What became apparent, was that West had a beautiful Pan-African rainbow in mind. There were women of wide Pantone range, all seeming to have had at least 12.5% African ancestry, by indication of the aforementioned ethnic indicators.
Tim Gunn may have been right about it the collection looking like stretch undergarments, but personally, I like the style of stretch undergarments. It’s practical, permissive, sporty, and muted.
Walking for the finale was fairly brown singer, Teyana Taylor, who has had massive popularity since the release of West’s music video for “Fade” (wherein she dances around an old school gym, reminiscent of a slightly more urbane Flashdance). Tweets and time told, the Yeezy season 4 show, was a respectful nod to African descended women of all shades, and a fairly permissive range of shapes, if not all sizes.
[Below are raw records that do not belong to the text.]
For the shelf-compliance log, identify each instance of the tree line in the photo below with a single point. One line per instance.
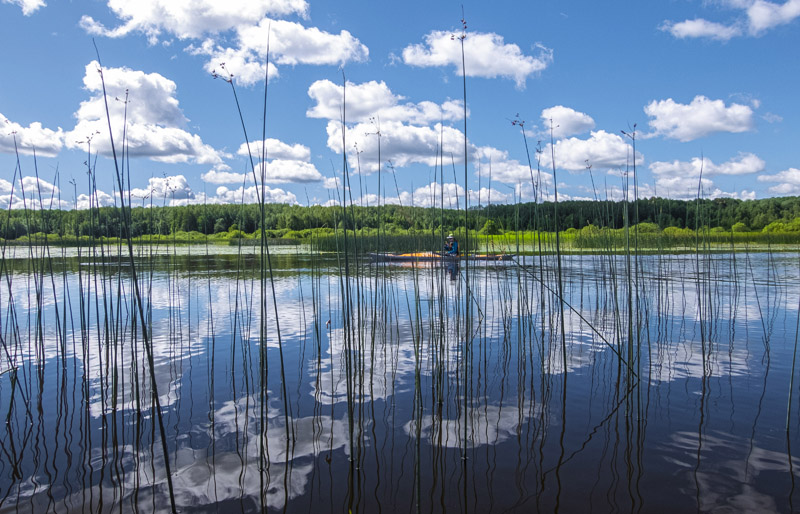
(726, 213)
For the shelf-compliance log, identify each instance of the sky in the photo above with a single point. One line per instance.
(705, 90)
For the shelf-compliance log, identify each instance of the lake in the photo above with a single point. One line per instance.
(659, 383)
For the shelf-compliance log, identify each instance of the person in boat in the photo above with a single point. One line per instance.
(451, 246)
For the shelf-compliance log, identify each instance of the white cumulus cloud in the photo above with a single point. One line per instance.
(602, 150)
(189, 19)
(220, 176)
(290, 43)
(375, 99)
(567, 121)
(485, 54)
(400, 143)
(154, 119)
(276, 149)
(285, 171)
(699, 27)
(701, 117)
(28, 6)
(743, 164)
(788, 182)
(46, 142)
(158, 188)
(247, 195)
(756, 17)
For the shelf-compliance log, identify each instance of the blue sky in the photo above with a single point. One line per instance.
(709, 85)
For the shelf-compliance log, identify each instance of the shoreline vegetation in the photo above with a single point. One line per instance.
(768, 224)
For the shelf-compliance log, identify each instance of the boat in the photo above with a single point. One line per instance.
(434, 257)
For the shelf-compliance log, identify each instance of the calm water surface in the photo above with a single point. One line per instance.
(386, 388)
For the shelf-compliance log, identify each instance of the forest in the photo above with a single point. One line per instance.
(780, 214)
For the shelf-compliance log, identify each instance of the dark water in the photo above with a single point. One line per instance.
(400, 389)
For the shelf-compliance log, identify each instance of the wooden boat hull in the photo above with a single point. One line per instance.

Then, there was Collina Strada’s presentation, which handled the use of difference so deftly, as to show no fear, only celebration, in not just the suggestion of African ethnicity, but the saturation of African ethnicity. Designer Hillary Taymour’s decision to cast only black models seems to exemplify what I imagine would be a “post” racial ideal. She preferred deeper tones of brown, and coarse hair. Blackness wasn’t explicitly part of the text, but it is hard to miss that the brown skin glazed iridescent, brought out the best in the clothes’ color palette and earthy glamour cum futuristic vibe. Black people are beautiful, it just seemed so evident, a simple, but wholly accepted premise of the show. Gender difference, while not erased in the styling is lessened. Men wear ruffles, draped fabrics, and the occasional dress, while women were dressed in boxy separates.
So it can be done, and not only by black designers, but also by well meaning tasteful white designers who have disabused themselves of antiquated notions of inclusion. There’s much to be desired, but alas, there were diversity standouts that challenged shallow notions of inclusivity at this year’s New York Fashion Week.